I do play lots of online poker lately. Mostly because I am getting into low-entry tournaments and have reached the point where I tend to survive in them for several hours.
I did get a sense of how this looks to people when Jason told me last night that he and Lora had been watching a cooking competition show on TV where couples have to prepare restaurant-quality meals for a panel of judges.
"We imagined if you and Mom were on the show," Jay said. "She'd be in the kitchen working up a storm making the dishes and you'd be sitting there playing online poker."
That's really not fair, although it's not exactly unfair. For one thing, I tend to be the breakfast and lunch guy in the family (as well as making macarons, don't forget). So it's not like I don't do my stint at the stove.

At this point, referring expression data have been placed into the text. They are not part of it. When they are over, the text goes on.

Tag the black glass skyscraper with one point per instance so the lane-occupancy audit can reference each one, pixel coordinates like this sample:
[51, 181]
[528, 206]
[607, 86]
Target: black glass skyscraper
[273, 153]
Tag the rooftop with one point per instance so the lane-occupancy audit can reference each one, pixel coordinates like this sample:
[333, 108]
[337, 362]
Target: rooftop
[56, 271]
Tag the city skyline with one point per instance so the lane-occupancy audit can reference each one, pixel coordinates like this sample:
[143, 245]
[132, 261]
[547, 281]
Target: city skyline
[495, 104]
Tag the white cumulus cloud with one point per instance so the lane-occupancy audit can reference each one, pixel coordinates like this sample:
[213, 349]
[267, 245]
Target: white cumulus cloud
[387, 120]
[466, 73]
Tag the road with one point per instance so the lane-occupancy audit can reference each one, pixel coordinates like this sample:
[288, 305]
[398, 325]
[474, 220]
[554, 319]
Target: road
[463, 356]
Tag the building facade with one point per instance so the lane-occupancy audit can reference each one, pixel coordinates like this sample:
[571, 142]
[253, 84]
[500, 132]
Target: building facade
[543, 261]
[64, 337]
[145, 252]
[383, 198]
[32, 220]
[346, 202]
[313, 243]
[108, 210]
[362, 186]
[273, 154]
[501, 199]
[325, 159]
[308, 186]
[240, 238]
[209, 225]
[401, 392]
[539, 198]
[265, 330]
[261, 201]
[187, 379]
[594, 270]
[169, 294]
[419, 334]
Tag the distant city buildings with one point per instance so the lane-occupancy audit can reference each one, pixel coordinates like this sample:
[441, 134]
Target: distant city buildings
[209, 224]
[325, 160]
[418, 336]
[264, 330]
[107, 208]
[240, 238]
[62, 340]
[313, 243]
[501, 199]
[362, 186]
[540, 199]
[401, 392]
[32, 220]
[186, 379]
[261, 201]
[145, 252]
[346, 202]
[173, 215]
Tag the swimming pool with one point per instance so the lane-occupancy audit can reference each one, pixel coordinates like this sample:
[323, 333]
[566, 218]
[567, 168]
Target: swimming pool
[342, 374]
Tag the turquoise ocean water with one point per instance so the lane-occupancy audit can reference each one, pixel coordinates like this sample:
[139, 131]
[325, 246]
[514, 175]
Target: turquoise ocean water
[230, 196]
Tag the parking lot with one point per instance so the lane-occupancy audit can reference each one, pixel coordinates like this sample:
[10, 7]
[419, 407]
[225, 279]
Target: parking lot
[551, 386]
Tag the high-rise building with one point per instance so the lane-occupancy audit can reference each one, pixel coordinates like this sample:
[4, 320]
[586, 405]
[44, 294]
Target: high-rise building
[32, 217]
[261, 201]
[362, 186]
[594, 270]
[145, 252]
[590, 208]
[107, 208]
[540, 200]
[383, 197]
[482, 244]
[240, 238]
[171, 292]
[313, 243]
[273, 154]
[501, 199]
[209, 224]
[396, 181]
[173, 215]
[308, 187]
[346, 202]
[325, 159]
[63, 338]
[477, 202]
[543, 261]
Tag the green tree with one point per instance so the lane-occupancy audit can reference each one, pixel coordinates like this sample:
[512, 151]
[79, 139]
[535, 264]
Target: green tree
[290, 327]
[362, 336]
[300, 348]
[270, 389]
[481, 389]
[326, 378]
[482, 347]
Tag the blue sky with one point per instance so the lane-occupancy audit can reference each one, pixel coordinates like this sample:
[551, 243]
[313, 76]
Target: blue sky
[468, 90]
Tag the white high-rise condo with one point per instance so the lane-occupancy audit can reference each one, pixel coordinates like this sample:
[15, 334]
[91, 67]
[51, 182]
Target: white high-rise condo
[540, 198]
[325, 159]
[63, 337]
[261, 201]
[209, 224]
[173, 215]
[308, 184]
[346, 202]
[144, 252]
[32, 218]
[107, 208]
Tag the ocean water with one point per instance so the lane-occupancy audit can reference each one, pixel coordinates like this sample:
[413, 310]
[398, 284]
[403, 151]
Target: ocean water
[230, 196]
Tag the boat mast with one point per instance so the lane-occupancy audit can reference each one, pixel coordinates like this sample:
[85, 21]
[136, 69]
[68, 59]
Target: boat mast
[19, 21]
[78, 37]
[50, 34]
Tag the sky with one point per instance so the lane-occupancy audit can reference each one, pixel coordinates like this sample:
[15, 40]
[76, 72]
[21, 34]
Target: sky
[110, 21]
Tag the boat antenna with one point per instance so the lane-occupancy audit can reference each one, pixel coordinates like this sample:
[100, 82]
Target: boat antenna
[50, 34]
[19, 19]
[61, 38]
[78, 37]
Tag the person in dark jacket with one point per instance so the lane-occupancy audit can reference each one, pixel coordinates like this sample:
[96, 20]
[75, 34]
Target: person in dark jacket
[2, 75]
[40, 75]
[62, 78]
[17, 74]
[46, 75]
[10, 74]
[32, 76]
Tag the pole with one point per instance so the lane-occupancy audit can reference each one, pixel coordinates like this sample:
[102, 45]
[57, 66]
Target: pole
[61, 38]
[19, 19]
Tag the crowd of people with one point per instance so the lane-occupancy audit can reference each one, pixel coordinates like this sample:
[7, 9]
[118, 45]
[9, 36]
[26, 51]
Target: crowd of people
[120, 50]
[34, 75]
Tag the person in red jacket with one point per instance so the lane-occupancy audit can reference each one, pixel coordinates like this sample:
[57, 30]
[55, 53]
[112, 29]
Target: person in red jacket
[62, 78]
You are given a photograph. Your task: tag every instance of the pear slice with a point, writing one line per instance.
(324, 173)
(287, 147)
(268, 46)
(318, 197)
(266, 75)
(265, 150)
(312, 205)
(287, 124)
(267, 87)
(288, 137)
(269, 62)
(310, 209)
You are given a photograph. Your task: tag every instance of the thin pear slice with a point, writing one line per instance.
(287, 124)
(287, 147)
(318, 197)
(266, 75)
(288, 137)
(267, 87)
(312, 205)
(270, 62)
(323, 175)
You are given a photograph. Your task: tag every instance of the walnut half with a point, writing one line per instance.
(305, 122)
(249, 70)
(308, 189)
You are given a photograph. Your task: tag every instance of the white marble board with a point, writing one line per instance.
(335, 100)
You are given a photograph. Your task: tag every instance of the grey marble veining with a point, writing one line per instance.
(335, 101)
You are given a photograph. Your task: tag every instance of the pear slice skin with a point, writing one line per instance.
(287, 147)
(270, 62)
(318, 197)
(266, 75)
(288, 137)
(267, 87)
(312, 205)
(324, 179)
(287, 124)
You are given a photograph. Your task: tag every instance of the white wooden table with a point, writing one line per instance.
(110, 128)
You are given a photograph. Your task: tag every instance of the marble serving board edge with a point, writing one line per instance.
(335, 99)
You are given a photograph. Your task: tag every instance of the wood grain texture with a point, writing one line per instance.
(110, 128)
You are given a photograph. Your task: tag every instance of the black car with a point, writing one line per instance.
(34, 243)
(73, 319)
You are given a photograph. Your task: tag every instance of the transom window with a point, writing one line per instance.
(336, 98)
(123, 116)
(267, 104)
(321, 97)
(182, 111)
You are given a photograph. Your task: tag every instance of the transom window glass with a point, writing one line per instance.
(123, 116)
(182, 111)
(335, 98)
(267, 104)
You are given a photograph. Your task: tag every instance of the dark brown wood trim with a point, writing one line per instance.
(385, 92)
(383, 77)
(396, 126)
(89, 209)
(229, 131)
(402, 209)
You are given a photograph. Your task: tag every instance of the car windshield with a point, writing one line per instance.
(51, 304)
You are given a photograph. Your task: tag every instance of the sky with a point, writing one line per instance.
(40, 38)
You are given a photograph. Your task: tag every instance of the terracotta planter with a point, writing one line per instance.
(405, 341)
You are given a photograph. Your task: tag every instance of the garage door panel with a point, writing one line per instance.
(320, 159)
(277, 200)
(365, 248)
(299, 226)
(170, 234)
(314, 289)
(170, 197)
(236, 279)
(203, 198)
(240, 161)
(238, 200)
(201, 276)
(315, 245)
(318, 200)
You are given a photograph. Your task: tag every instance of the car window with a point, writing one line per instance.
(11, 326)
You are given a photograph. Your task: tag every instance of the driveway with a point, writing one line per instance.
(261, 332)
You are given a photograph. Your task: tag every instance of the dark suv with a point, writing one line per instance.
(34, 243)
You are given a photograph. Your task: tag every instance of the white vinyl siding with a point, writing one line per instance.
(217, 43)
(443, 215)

Secondly, I have mastered quite well the art of bringing my laptop to the counters and playing poker while making a meal. In fact, there are only two things to worry about: splashing liquid on the keyboard and going all-in when you meant to hit the button to fold.
(I won't even mention the care you need to take when nature calls and you have to take your poker tournament into the smallest room in the house. LK says that's her favorite of my poker moments. I tell her it helps motivate me that my competitors don't know what I'm doing at the time. It's also curious how often I get a flush when I am there.)
The poker sites are still open today, and there are plenty of Americans playing at them. But I have a hunch those numbers will dwindle dramatically as they use up their current bankroll and find they cannot deposit any more money into the site. And once the Americans go away, the sites will be fighting for a very small share of the rest of the world's players.
Of course, if the Americans go away it is likely that the players typing mean-spirited and insulting comments will also go away since those are mostly Yanks, as well. It would be nice not to be called a fish, a donkey and several curiously misspelled variants of just about every dirty word you can think of.
Of course, the Yanks only tend to call me a bad player when I've beaten them. So maybe I would miss that, as well. At least it reminds me of how hard it can be to understand that contrary tendency in American thinking.